Culture Challenge of
the Week: When Money Trumps Motherhood
by Rebecca Hagelin
“But Mom, I don’t wanna eat breakfast at school! Why can’t I stay home
and eat?” wailed Kirsten, nine-years-old. She looked plaintively at her
mom and waited for her to answer.
Connie was miffed. I don’t need this, she thought.
An engineer and mother of two, she had scaled back to part-time work
when Kirsten was born. It was ideal---professional continuity, business
networks, and limited hours so she could stay involved in her
children’s busy lives.
At her most recent performance review, Connie’s boss stressed that
career advancement required full-time work. If she’d bump back up to
full-time, he’d give her the most demanding projects so she’d get ahead
faster. Of course the time commitment would be demanding too.
It looked good to Connie. She thrived on positive feedback at work—but
received almost none in motherhood. She loved diving into a project,
focusing without interruption—a rare experience with kids around. Her
job made her feel needed and valued. Mothering garnered no such praise
from her friends and co-workers.
So Connie said yes. An extra 15 or 20 work hours every week shouldn’t
matter too much to her husband and kids.
They’d adjust, right?
But Kirsten didn’t – and Connie failed to look beyond the “breakfast”
complaint and see the heartache of her daughter again that morning.
How to Save Your Family By Embracing Motherhood
Connie missed the point—Kirsten’s reluctance was not about breakfast,
but about time, family, and relationships.
Kids need their moms—at every stage. A mother’s gift of time lays a
strong foundation for healthy adulthood, built on love, security,
affirmation and significance.
And in a child’s first year, mom’s full-time presence is crucial.
A new international study from the Organization for Economic
Co-operation and Development sounds the alarm over mothers, like those
in the U.S. and the U.K., who rush back to work—even part-time-- before
their children are a year old. Compared to children of stay-at-home
moms, kids of working moms had more limited vocabularies by age five
and showed significant deficits in reading and math by age seven.
Earlier research links a child’s time in day care with heightened
aggressiveness and behavioral problems.
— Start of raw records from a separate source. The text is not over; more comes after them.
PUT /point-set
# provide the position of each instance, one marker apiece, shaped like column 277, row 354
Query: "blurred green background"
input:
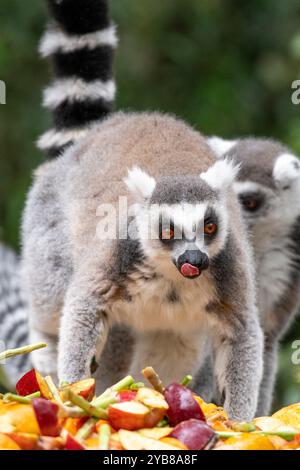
column 224, row 66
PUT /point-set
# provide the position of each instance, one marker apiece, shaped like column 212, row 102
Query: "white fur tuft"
column 76, row 89
column 286, row 170
column 220, row 146
column 221, row 175
column 140, row 183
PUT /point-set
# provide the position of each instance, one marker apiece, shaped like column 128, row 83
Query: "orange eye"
column 250, row 204
column 210, row 228
column 167, row 234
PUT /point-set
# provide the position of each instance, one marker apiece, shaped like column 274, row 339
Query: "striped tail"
column 13, row 317
column 80, row 42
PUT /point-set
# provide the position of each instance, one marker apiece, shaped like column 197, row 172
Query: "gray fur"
column 275, row 236
column 13, row 315
column 78, row 286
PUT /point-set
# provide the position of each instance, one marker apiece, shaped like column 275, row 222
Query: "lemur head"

Surprisingly, the children of
better-educated moms are “even more affected,” in both achievement and
behavior. Children whose mothers return to work within six months
suffered the most.
The study contrasts starkly with a slanted 2010 report, which claimed
children suffer no harm when mothers return to work within three months
of birth. That conclusion, however, stands on shaky legs. Researchers
in effect dismissed the negative effects on children’s cognitive and
social development by offsetting them against the benefits of higher
income, career progress for mom, and quality day-care. (As if an infant
would value mom’s promotion over a stronger attachment to mom.)
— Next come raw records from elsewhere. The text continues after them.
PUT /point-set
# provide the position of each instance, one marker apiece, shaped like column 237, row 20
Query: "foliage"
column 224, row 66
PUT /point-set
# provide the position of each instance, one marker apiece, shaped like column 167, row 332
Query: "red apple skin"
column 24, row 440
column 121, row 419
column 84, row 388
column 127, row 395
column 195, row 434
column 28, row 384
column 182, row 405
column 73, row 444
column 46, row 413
Feminists and employers relentlessly pressure women to return to work
too early, or, as in Connie’s case, to replace part-time work with
full-time hours while their children still need time and attention.
The vast majority (62%) of working moms, however, want to be their
children’s primary caregivers and would prefer part-time work to
full-time employment.
It’s common sense, really. The best moms are most responsive to their
children. But responsiveness takes physical presence, first of all. It
also takes knowledge--a function of time. Only by spending time with
our children will we learn to read their cues and respond to their
needs.
It’s not only young children who need their moms, however. Our older
children confront a bewildering blur of social problems, from
pornography, to sexualized fashions and explicit entertainment to drugs
and violence. The casualties of poorly mothered children surround us.
But parents want to do right by their kids--82% of us say that family
is the most important thing in our lives, bar none.
If that’s true for you, Moms, then on this Mother’s Day commit to
giving your children more of what they really need - YOU.